February 4, 2002

Wrestlers Fall to No. 8 Penn

Print More

A weekend without upsets is usually a good thing for the 25th-ranked Cornell wrestling team. This weekend however, it meant a loss to No. 8 Penn and possibly an Ivy title.

In what stands as the most important dual meet for the Red year in and year out, Cornell fell to the rival Quakers 21-9 at the Palestra. Either Penn or Cornell has won or shared the Ivy wrestling title every year since 1987.

“No one was really able to pull off an upset,” said head coach Rob Koll. “Good teams find a way to win these matches, and this weekend we didn’t.”

The weekend started off better for the Red than it finished however, with a victory over the Tigers of Princeton. While Princeton is not often a challenge for Cornell, it made life difficult for a Cornell squad that might have been looking ahead to Penn the next day.
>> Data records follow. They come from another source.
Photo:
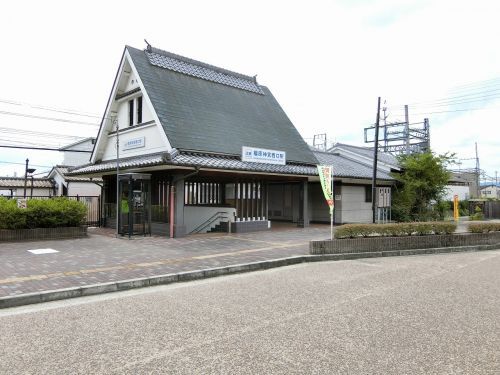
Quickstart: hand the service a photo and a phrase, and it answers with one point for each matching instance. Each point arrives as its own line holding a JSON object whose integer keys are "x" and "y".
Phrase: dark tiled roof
{"x": 18, "y": 182}
{"x": 345, "y": 167}
{"x": 342, "y": 167}
{"x": 199, "y": 114}
{"x": 181, "y": 64}
{"x": 194, "y": 159}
The match ended up 21-14, a little closer than expected, although Cornell wrestled without a number of its starters.

“Princeton was very frightening,” Koll mentioned with regards to the match. “We didn’t wrestle very well.”

Regardless, the team left New Jersey with a win, thanks to the work of junior Gabe Webster and sophomore Scott Roth. The grapplers’ convincing victories put Cornell up 13-7, a lead they would keep for good.
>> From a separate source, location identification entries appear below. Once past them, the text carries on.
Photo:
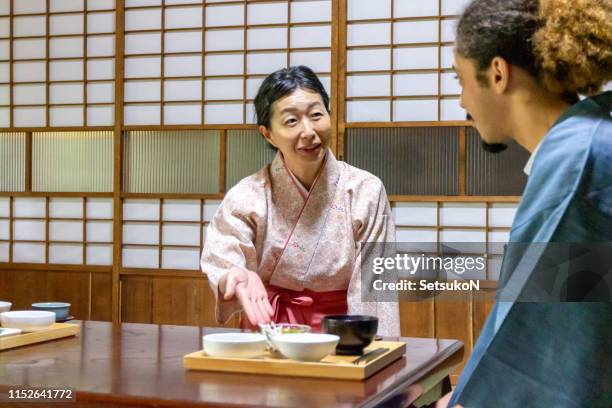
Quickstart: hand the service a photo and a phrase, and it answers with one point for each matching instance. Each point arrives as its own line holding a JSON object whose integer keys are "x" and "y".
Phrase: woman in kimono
{"x": 284, "y": 244}
{"x": 521, "y": 65}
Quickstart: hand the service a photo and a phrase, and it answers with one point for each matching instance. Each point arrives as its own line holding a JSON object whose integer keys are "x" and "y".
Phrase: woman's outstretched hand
{"x": 251, "y": 292}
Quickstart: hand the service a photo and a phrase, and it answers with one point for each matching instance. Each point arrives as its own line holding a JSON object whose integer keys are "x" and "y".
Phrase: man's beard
{"x": 494, "y": 147}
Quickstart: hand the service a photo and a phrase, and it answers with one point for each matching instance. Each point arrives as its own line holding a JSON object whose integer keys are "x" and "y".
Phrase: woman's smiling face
{"x": 300, "y": 128}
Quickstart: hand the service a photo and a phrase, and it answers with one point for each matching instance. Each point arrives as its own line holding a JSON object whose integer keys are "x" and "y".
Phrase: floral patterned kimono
{"x": 303, "y": 244}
Cornell’s problem at Penn was an inability to garner the upsets. Junior co-captain Clint Wattenberg wrestled well enough to get a win, as did sophomore Matt Greenberg. Yet when Penn’s big guns came up, No. 11 Matt Feast, No. 8 Matt Lenhard, No. 10 Joe Henson, No. 9 Josh Henson and No. 2 Yoshi Nakamura, each delivered wins for the Quakers.

“We couldn’t upset anyone,” Koll said. “We needed something extra and we didn’t have it. Maybe it would have helped being at home.”

However, it was Penn’s turn to be at home, and coming off a close 16-15 loss to the Red last year, the Quakers were obviously out for revenge.

At this point though, it will be the Red searching for revenge. With Easterns coming up soon, Cornell will be looking for redemption against the talented Quakers.

“We’re a young team, but we don’t have time to wait for these guys to mature,” Koll said. “We need to grow up quick.”

The squad will get its next chance to mature against in-state rival Columbia on Saturday at home.